4.1 Proof of Theorem 4.1

4.1.1 Approximate problem and a priori estimate

We use an idea contained in [37] (Theorem 1.1), based on the approximation of the original problem and a priori estimate. For \(n \in {\mathbb {N}}\), let \(\left( f_{n}\right) _{n}\) be a sequence in \(W^{-1} E_{\psi }(\Omega ) \cap L^{1}(\Omega )\) such that \(f_{n} \longrightarrow f\) in \(L^{1}(\Omega )\) with \(\left\| f_{n}\right\| _{1} \le \Vert f\Vert _{1}, \phi _{n}(s)=\phi \left( T_{n}(s)\right) \) and \(g_{n}(x, s, \xi )=T_{n}(g(x, s, \xi ))\).
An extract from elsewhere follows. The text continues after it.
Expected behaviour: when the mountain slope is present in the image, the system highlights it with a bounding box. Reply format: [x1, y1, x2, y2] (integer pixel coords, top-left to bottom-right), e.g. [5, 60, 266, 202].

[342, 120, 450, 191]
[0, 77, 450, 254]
The following approximate problem

$$\begin{aligned} (P_{n})\left\{ \begin{array}{c} {-{\text {div}}\left( a\left( \cdot , u_{n}, \nabla u_{n}\right) \right) +g_{n}\left( \cdot , u_{n}, \nabla u_{n}\right) =f_{n} +{\text {div}}(\Phi _{n}(u_{n})) \quad \text{ in } D^{\prime }(\Omega )}\\ \\ \qquad \qquad \qquad \qquad \qquad \qquad u_{n} =0 \qquad \qquad \qquad \qquad \qquad \text{ on } \partial \Omega , \end{array}\right. \end{aligned}$$

has a solution \(u_{n}\) in \( W^1_0L_\varphi (\Omega )\) .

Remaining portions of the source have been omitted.